Desse montante total, 53,514 toneladas são provenientes exclusivamente da otimização do consumo elétrico em seu parque fabril. Para mensurar o impacto, o volume de gases de efeito estufa mitigado corresponde ao plantio de 1.479 mudas de árvores ou à retirada de circulação de 532 veículos leves a gasolina em trajetos médios de 500 km.
Gestão no Mercado Livre de Energia e Matriz Incentivada
A viabilização dessa performance ambiental foi estruturada através da parceria com a Ludfor, consultoria especializada na gestão de energia no Ambiente de Contratação Livre (ACL). A estratégia consistiu na aquisição de energia proveniente de fontes incentivadas, incluindo eólica, solar, biomassa e centrais hidrelétricas (PCHs e CGHs),, que garantem baixo impacto ambiental e rastreabilidade por meio de certificações.
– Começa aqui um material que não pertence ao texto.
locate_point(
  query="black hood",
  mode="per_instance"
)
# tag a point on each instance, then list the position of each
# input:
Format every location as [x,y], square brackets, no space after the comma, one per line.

O fundador e CEO da Salva Craft Beer, João Luís Giovanella, destaca a visão de longo prazo que fundamenta a escolha pela matriz limpa: “A decisão de utilizar energia renovável está diretamente ligada ao nosso compromisso com eficiência e responsabilidade ambiental. Não se trata apenas de reduzir emissões, mas de estruturar uma operação mais inteligente, com menor impacto e maior previsibilidade de custos no longo prazo.”
Expansão da Capacidade e Rigor Técnico
O reposicionamento energético ocorre simultaneamente a um ciclo de investimentos em infraestrutura. A planta industrial da Salva conta atualmente com 2.500 m² e capacidade produtiva de 500 mil litros por mês, patamar que permite à empresa buscar a padronização de processos e o controle microbiológico exigidos por mercados internacionais.
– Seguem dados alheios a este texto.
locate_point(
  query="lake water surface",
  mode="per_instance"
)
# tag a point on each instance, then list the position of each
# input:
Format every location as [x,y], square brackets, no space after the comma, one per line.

A diversificação do portfólio também ganha relevância técnica com o uso de tecnologia enzimática para a produção de cervejas sem glúten e o desenvolvimento de rótulos sem álcool.
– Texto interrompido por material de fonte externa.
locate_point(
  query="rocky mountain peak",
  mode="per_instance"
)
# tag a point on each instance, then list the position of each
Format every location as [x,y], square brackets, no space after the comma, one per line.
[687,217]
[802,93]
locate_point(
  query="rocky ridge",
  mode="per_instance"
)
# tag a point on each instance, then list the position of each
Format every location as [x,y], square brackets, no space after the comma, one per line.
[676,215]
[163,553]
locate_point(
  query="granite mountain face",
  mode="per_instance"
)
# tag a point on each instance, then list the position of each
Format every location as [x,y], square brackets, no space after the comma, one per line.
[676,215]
O diretor e mestre cervejeiro da Salva, Thiago Wild, projeta que a evolução dessas categorias transcende as tendências de consumo:“Hoje, essas bebidas deixam de ser apenas alternativas e passam a competir em qualidade e experiência com as versões tradicionais. A tecnologia também contribui para ganhos operacionais, como redução de perdas, maior eficiência produtiva, estabilidade microbiológica e controle de oxigênio dissolvido, fatores que impactam diretamente no shelf life dos produtos.”
Liderança em Premiações e Internacionalização
A solidez técnica tem se traduzido em reconhecimento global. Em 2025, a Salva consolidou-se como a cervejaria mais premiada do mundo, acumulando 111 distinções oficiais. Entre os destaques, a conquista do título de melhor American Pale Ale (APA) do mundo no World Beer Awards, em Londres, e a eleição de Thiago Wild como o melhor mestre cervejeiro do Brasil.
Ao comentar o impacto dessas conquistas no posicionamento de mercado da marca, Wild reforça a importância da integração operacional: “As premiações têm um papel fundamental na consolidação da Salva no cenário nacional e internacional, pois validam a consistência do nosso trabalho e a qualidade dos nossos produtos. Mas nenhum desses resultados seria possível sem o esforço coletivo da nossa equipe. Cada colaborador, em sua área, contribui de forma sincronizada para que a operação funciona com excelência, da produção ao controle de qualidade, da logística ao comercial. É essa integração que sustenta nosso crescimento e nos permite competir em nível global.”
Com a iminente abertura de um canal próprio de e-commerce e o início do plano de exportações, a cervejaria sinaliza que a eficiência energética e a inovação produtiva são os pilares para capturar valor no segmento premium global.